Data Analysis in the Shipping Industry: eShip Case Study – Problem Statement

Introduction

Traditionally, the shipping industry has been highly dependent on its various mini-ecosystems, consisting of ports, authorities, ships, ship operators, shipowners, cargo owners, and many more. However, over a decade ago, researchers noted that the traditionally conservative shipping industry is undergoing a change, where it is believed that the demands for an increase in efficiency, safety, and protection of the environment can be only achieved by more innovation (Jacks & Pendakur, 2010; Perunovic & Vidic, 2011; SmartPort, 2019). Half a century ago, the French geographer Perpillou considered ports and maritime transport to form a constellation (Ducruet & Zaidi, 2012). All the different players in the ecosystem are inextricably linked, making interconnectivity and cooperation between them crucial for effective and efficient operations of the transport system (Martimo, 2017). The port of the future is a smart port, and the ship of the future is a smart ship. However, before getting smart, all the “constellations” must go digital (Delenclos, Rasmussen, & Riedl, 2018). Change is a constant in the maritime industry, and it is once again at the cusp of a new era—one driven by increased digitalization and innovation (Levinson, 2020; SmartPort, 2019). Smart ships and smart ports will exchange data for speeding up the processes at the port, including refueling, unloading, and loading cargo. Paperwork can be handled automatically. Ports will exchange data, announcing what leaves one port to the ports that receive the cargo. Such exchange speeds up customs clearance.

The fourth industrial revolution promises increased automation of all processes. This includes the shipping industry. Parcel services like DHL track their shipments around the world in real-time (Diwan, 2016). This development necessitates that all stations the cargo takes are digitized. For the shipping industry, this includes the ships and the ports. The Boston Consulting Group identified several emerging technologies like advanced analytics, autonomous shipping, robotics, and artificial intelligence set to change how planning, operations, commercial, and support functions within shipping are performed (Delenclos et al., 2018). With the addition of digital data about cargo and ships, data analytics and machine learning uncover better ways to handle ships, ports, and cargo. It enables to measure the impact of every step, decrease cost, and speed up processes.

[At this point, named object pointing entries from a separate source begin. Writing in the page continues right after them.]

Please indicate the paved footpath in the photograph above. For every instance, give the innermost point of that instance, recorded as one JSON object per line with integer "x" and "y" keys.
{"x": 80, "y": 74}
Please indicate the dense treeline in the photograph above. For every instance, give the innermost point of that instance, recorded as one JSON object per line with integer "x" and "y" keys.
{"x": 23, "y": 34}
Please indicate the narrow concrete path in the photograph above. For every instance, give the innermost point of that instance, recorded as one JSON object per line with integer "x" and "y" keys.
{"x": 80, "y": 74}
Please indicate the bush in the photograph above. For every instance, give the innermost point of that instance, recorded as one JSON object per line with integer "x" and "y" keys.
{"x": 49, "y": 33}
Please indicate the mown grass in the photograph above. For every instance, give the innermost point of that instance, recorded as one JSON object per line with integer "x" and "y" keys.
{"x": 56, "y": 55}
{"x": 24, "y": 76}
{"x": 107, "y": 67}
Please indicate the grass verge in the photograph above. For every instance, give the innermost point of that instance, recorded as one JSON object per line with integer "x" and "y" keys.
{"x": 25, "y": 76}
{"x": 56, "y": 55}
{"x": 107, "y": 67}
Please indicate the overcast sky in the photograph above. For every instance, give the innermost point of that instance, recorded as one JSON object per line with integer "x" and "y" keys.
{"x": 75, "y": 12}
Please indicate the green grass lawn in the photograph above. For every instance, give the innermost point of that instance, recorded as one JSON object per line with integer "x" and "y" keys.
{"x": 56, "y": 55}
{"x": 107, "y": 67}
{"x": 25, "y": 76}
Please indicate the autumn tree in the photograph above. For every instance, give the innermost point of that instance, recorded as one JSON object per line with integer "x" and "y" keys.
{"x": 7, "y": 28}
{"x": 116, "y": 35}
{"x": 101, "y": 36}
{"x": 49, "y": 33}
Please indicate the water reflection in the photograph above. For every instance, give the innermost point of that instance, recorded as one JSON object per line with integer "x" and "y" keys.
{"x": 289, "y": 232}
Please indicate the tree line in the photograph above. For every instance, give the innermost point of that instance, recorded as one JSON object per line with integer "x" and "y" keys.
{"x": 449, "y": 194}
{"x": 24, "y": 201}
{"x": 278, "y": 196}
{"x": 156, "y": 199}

Information technology on-board and in communication from vessels to ports and authorities are developing as required. However, according to a survey conducted by eShip in 2021, the dialogue between cargo owners (charterers) and shipping operators is, in most cases, still using phones and various forms of paper, spreadsheets, and other unstructured data formats for keeping and sharing information (PDF documents in e-mails being one example). Consequently, there is significant room for improvement, particularly when organizing operations and making the interaction between stakeholders more efficient. The authors review the state-of-the-art technology useful to automate chartering processes that serve as a base for the eShip project development. The eShip project, funded by an EEA Grant, is developing an online platform for making the entire chartering process digital. This includes contracts of affreightment, charter party terms, real-time voyage tracking, demurrage/dispatch calculations, freight invoice generation, bills of lading, post-voyage analysis, and regulatory compliance. Based on the gathered insights, the critical issues that must be addressed to accelerate the digital transition in the chartering market were identified. Future steps have been defined for the data analysis in the shipping industry.